If you need a lot of protein in your diet, meat is a great way to get a lot of it very easily. But it comes with downsides, including the fat content of beef and some dairy. Fish contain healthier fats, but have their own issues with sustainability and mercury content.
Red meats and processed meats have also been linked to some types of cancer, but understanding that relationship is a little bit complicated. Bottom line, if you have a serious bacon habit, it might make sense to cut back.
'Plant protein' has less protein, but often comes with fibre
Plant-based protein sources have their own pros and cons as well.

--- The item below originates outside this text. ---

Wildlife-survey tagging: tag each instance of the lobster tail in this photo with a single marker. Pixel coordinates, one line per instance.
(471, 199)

The biggest one is that they just don’t have as much protein.
You can still get enough protein through a vegetarian or vegan diet, as long as that diet is well balanced, but you may need to use supplements such as protein powders if you’re aiming for a high protein diet to support athletic training or certain weight loss strategies.
Some other things that are true of many plant-based protein sources:
- They often contain fibre (especially legumes and whole grains).

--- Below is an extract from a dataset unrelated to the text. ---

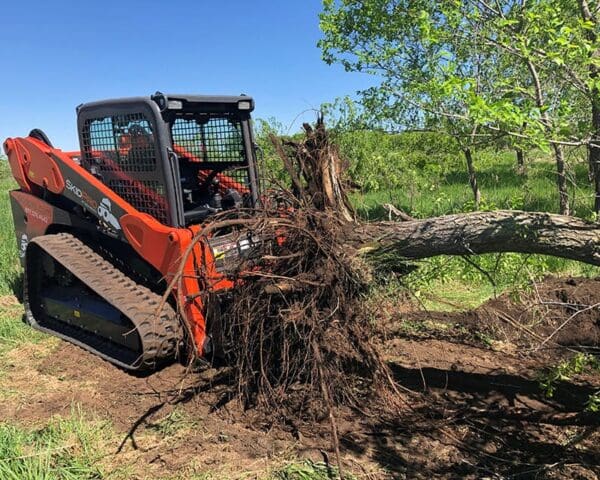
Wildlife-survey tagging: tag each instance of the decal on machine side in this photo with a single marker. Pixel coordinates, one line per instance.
(106, 215)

- If they contain fat, they are often rich in “good” fats (for example, the omega-3s in nuts).
- They contain plenty of starch as well, so it’s basically impossible to follow a low-carb diet if that’s a priority for you.
No matter what protein source your diet is built around, it isn't too hard to get all your vitamins and minerals as long as your diet is reasonable well-rounded. The one exception is vitamin B12, which strict vegans need to supplement.
What really matters is your overall diet
If your favourite meat is a cheeseburger and you always pair it with fries and a coke, that’s a crappy diet and you know it. You can swap the beef patty for an Impossible burger and it’s still just as bad a meal, even though you’re now eating “plant protein”.
Instead, look at the entire meal you end up with, and how that affects everything else you eat. I’m an omnivore but I often look to the vegetarian section of menus and cookbooks because those foods give me more vegetables and more variety.
The bottom line: The source of your protein doesn’t matter as much as the totality of what you’re putting in your body.